Cessation of cough is characterized by expiratory muscle relaxation. This sometimes occurs with the onset of (or an increase in) inspiratory muscle activity. Alveolar and pleural pressures decline towards ambient pressure. As final event, the glottis may close or on the contrary there may be a terminal expressed sound related to flow or a quiet cessation of flow with a concomitant fall of alveolar pressure to ambient pressure. For further details see, e.g., Leith et al. [99] and Sant’Ambrogio [44]. Neurophysiological and mechanical events that characterized the different phases of cough are schematically illustrated in Fig. 1.3.

Fig. 1.3
figure 3

Schematic representation of the motor pattern during a single cough along with flow at airway opening (airflow), subglottic pressure, and sound level.
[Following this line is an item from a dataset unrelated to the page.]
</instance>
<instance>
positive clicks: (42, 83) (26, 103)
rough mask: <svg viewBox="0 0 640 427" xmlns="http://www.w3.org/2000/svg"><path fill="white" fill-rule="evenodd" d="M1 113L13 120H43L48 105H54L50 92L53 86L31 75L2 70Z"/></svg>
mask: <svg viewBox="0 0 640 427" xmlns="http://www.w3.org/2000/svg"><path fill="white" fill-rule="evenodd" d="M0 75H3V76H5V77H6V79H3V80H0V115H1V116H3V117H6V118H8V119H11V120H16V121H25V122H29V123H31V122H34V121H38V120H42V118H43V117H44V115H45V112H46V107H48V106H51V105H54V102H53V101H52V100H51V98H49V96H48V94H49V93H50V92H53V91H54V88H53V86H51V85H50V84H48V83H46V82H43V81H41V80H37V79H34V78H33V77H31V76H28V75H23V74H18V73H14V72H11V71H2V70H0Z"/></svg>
I, C, and E indicate inspiratory, compressive, and expiratory phases marked by vertical dashed lines. Note that laryngeal muscles are active also during eucapnic breathing and rhythmically abduct (posterior cricoarytenoid muscle) and adduct (thyroarytenoid muscle) the vocal folds. Muscle activity is reported as “integrated” electromyographic (IEMG) activity (integration of raw EMG activity is usually performed by a low-pass RC filter, time constant 100 ms)

Details on the cough motor pattern and the analysis of cough responses mainly derived from experiments on anesthetized cats can be found in Chap. 4 in this book.